Female led-comedy hasn't just arrived, it's been here all along.

By Morgan BuswellPublished 5 years ago 9 min read
Why break the mould when you can smash it?
Photo by Austin Chan on Unsplash

I’m going to ask you, if I may, to cast your minds back. If you’re a Gen Z reader then I’m going to ask you to cast your minds way back to the Biblical times. 2007. Take a deep breath. Picture it. The prestigious magazine Vanity Fair has just shocked the world with an article by the late polemicist Christopher Hitchens. Now, I greatly admire Mr Hitchens’ wide body of work but this, it must be said, was not his finest hour. The article, which he no doubt thought was a very thorough and meticulous example of journalism, was entitled “Why Women Aren’t Funny.”

Pre-woke culture this was the sort of thing that men felt entitled to write, and that major publication thought appropriate to print. Using the typical British private school references - Stanford Medical School, Rudyard Kipling et al, he delivers a respectful but pseudo-scientific argument about how women are conditioned not to be funny as a biological imperative, a maintenance of the natural order.
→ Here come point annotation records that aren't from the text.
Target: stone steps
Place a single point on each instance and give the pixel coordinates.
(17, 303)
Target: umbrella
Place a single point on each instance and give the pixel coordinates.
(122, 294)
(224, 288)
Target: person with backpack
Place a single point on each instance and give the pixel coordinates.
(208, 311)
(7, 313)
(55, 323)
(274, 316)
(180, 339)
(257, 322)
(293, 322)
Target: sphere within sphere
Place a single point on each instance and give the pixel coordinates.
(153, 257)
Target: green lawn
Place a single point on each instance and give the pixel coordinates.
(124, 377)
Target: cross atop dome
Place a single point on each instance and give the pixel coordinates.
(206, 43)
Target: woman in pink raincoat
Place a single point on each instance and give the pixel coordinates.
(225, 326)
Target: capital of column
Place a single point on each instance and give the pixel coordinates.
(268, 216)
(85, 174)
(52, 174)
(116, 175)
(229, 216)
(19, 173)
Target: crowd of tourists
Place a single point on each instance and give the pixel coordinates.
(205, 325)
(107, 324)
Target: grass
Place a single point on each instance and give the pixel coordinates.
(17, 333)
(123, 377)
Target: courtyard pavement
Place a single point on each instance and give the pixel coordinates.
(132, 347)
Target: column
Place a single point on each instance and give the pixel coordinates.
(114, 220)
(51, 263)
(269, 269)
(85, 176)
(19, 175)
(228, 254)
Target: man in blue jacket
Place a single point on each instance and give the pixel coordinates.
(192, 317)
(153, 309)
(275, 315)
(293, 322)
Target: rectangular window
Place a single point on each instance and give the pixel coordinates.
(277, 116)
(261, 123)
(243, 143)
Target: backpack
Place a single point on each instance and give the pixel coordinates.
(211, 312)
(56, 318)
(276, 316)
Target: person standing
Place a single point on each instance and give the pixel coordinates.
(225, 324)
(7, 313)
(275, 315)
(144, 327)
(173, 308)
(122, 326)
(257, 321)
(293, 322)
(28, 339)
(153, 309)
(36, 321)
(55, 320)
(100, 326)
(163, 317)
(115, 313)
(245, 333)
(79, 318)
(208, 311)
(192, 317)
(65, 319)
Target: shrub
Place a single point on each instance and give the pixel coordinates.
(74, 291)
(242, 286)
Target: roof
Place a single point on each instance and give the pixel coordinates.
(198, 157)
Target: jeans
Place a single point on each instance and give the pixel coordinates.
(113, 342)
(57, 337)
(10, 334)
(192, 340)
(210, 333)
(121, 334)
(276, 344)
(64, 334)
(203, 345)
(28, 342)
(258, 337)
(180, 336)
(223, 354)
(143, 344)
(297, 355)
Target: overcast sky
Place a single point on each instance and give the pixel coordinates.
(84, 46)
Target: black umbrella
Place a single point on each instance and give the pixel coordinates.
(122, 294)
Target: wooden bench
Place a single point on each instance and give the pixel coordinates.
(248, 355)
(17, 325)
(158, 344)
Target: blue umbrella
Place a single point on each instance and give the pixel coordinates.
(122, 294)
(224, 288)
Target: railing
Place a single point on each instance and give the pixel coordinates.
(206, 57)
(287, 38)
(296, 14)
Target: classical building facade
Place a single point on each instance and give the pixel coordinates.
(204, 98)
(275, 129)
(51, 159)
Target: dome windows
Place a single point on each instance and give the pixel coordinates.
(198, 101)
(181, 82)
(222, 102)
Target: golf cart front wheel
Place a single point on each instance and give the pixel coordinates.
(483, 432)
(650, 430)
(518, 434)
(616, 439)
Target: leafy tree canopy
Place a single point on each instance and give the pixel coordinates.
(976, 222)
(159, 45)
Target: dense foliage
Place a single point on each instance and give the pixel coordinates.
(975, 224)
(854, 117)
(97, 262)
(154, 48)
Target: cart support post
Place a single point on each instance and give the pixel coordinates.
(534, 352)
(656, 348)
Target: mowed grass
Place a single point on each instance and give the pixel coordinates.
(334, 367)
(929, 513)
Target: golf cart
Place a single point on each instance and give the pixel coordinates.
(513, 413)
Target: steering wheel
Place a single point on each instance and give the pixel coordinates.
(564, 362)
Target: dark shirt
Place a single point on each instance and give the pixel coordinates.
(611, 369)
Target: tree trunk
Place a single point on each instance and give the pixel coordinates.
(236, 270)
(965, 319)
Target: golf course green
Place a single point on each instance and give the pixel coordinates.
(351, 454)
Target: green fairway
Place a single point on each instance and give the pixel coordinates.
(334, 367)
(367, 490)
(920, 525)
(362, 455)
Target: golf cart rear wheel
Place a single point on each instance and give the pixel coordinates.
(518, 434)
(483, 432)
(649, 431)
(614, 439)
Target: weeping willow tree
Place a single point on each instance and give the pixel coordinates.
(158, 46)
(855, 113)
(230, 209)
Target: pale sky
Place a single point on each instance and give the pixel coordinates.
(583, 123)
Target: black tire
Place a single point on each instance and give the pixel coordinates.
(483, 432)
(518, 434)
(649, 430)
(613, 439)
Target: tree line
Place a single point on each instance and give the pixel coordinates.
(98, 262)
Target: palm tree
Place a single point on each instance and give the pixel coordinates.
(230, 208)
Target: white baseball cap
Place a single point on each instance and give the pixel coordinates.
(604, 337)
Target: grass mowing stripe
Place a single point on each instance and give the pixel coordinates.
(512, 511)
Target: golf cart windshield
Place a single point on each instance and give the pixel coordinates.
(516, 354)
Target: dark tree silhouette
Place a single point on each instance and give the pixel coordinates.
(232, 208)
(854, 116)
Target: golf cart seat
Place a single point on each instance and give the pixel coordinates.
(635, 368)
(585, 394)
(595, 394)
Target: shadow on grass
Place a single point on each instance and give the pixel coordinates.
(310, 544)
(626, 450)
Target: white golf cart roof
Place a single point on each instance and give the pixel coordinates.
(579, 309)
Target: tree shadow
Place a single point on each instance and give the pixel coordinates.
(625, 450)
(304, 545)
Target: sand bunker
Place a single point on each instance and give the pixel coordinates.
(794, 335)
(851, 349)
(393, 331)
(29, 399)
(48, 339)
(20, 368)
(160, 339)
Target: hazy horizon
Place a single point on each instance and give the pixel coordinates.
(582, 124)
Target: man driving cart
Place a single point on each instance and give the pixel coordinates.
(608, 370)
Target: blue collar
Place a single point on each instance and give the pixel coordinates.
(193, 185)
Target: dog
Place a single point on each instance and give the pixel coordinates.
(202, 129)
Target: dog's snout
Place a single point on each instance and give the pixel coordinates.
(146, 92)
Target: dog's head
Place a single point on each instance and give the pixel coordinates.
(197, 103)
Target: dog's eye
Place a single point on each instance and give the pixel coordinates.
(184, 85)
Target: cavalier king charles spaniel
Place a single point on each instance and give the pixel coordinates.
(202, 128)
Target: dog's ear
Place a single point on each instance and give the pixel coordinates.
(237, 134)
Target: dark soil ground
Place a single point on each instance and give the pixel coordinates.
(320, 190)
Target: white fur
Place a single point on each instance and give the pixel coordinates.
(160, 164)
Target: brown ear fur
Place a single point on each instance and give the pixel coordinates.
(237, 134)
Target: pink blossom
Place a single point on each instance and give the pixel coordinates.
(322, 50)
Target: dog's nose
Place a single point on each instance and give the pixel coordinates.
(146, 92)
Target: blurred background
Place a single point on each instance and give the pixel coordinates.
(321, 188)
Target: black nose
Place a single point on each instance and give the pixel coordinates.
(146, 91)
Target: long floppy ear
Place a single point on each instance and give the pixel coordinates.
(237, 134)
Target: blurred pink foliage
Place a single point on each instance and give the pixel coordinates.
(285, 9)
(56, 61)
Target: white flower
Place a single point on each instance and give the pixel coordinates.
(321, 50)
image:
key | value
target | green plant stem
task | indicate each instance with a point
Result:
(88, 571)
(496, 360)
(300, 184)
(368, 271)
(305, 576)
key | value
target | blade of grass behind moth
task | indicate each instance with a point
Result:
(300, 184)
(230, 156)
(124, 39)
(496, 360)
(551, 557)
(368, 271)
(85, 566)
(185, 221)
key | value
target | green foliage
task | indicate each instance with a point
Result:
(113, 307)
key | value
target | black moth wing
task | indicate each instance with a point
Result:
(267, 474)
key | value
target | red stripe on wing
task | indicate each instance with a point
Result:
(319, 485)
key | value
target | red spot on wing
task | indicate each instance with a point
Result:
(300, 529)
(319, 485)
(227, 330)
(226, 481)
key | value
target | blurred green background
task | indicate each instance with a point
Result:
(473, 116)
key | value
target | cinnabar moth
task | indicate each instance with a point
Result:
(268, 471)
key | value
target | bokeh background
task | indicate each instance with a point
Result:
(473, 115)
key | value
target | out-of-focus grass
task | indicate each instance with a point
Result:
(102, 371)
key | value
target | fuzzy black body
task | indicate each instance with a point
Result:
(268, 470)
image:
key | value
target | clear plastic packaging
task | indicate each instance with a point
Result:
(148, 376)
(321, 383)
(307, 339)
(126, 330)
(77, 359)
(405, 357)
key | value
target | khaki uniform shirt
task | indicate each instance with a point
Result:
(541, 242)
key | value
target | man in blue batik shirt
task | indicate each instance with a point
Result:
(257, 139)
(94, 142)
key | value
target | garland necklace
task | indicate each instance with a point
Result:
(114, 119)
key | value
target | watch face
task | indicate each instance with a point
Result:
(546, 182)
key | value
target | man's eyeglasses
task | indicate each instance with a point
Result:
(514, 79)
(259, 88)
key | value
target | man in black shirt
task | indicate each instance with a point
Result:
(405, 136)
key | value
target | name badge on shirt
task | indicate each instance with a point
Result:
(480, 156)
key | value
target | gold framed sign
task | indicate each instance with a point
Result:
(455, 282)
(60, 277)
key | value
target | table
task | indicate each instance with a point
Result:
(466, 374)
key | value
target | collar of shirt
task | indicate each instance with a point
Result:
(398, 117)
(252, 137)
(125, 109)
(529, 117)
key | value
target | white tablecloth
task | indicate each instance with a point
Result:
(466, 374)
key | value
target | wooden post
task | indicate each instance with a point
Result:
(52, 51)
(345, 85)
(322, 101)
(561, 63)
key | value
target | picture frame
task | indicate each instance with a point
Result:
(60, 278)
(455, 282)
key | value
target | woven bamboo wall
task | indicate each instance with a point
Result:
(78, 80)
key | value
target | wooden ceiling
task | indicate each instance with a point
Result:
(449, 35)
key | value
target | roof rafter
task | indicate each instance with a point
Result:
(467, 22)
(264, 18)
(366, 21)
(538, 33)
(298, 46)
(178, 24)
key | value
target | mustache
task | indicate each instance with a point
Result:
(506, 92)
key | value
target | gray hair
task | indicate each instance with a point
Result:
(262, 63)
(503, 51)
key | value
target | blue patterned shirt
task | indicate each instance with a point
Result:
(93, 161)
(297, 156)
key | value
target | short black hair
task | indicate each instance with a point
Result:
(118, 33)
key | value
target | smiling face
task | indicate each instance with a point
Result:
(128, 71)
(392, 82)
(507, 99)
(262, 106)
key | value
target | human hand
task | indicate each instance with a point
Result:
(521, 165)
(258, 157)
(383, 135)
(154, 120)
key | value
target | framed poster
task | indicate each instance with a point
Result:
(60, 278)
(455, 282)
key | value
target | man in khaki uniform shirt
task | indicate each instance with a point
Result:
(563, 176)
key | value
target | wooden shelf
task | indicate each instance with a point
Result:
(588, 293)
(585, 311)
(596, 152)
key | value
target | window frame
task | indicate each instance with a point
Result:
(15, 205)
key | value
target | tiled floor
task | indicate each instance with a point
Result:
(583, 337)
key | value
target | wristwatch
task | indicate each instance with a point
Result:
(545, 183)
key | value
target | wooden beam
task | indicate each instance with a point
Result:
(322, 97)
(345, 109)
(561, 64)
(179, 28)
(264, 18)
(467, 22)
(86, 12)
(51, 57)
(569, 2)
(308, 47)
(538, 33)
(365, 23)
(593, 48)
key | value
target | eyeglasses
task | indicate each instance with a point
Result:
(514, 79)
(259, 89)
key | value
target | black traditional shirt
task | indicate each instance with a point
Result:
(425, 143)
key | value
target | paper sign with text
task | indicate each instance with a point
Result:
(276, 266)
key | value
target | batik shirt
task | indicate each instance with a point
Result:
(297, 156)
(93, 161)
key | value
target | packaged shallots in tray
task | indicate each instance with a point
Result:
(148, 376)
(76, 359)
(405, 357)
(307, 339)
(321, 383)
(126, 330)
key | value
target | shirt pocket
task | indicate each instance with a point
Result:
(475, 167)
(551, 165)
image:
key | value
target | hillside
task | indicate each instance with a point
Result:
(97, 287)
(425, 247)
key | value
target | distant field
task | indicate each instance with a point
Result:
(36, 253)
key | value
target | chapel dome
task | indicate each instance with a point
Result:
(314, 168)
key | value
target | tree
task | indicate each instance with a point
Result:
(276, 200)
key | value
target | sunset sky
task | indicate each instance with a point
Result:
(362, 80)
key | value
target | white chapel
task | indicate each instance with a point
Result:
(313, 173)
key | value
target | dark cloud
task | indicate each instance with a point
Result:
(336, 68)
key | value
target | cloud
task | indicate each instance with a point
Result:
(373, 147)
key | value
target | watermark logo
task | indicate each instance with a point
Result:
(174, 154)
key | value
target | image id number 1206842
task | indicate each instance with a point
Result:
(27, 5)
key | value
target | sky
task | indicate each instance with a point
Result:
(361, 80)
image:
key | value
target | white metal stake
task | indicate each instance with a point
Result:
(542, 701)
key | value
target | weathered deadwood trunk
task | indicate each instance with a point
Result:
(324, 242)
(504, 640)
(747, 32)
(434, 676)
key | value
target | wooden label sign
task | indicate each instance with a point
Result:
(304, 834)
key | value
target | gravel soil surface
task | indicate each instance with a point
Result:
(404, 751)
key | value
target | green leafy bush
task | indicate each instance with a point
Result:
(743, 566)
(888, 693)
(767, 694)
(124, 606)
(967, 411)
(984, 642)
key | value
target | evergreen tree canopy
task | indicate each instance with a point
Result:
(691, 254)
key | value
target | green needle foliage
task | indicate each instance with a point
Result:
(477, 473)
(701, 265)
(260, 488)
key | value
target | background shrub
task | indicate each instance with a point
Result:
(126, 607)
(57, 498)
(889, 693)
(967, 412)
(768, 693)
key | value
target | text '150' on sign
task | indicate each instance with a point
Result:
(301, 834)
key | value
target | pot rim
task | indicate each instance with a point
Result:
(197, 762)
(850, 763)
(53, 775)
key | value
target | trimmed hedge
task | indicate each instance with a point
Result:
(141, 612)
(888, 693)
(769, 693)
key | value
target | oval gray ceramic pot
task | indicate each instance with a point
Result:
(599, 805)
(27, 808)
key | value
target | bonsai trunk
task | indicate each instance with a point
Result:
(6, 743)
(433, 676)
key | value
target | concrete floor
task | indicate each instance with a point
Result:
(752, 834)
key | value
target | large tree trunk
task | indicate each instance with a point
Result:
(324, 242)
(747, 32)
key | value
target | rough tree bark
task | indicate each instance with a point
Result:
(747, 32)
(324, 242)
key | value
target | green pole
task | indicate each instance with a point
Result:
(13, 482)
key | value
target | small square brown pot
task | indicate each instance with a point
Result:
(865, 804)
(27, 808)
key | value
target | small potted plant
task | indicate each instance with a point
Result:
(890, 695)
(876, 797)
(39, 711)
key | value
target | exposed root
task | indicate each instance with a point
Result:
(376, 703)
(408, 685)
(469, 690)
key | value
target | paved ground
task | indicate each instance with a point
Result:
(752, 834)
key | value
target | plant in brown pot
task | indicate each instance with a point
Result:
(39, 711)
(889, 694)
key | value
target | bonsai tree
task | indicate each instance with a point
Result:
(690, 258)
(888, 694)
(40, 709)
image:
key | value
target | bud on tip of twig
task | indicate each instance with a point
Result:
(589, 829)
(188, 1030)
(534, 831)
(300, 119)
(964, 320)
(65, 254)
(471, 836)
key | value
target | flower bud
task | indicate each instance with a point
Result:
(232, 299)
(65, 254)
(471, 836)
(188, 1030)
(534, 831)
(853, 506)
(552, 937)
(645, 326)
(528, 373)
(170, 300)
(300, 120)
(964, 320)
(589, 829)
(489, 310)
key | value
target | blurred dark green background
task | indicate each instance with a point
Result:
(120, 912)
As though the addition of humour to their toolkit might somehow remove them from the plinth of the Madonna on which, in his perspective, they must all naturally, like Goddesses, recline. The irony in it however is that he reaches out to two very funny women, Nora Ephron and Fran Lebowitz to hammer down his point. Realistically they have more to say on the oppressive Patriarchal structures stymying women, than the actual capabilities of women to be funny, but he goes on to describe their humour as “...hefty or dyky or Jewish, or some combination of the three." Draw from that what you will, but it strikes me that he perceives them both only as comedians , their womanhood, at least in his eyes, is almost omitted. As a man who is proud and fortunate to have a wealth of wonderful and hilarious women in my life, I take umbrage with this analysis.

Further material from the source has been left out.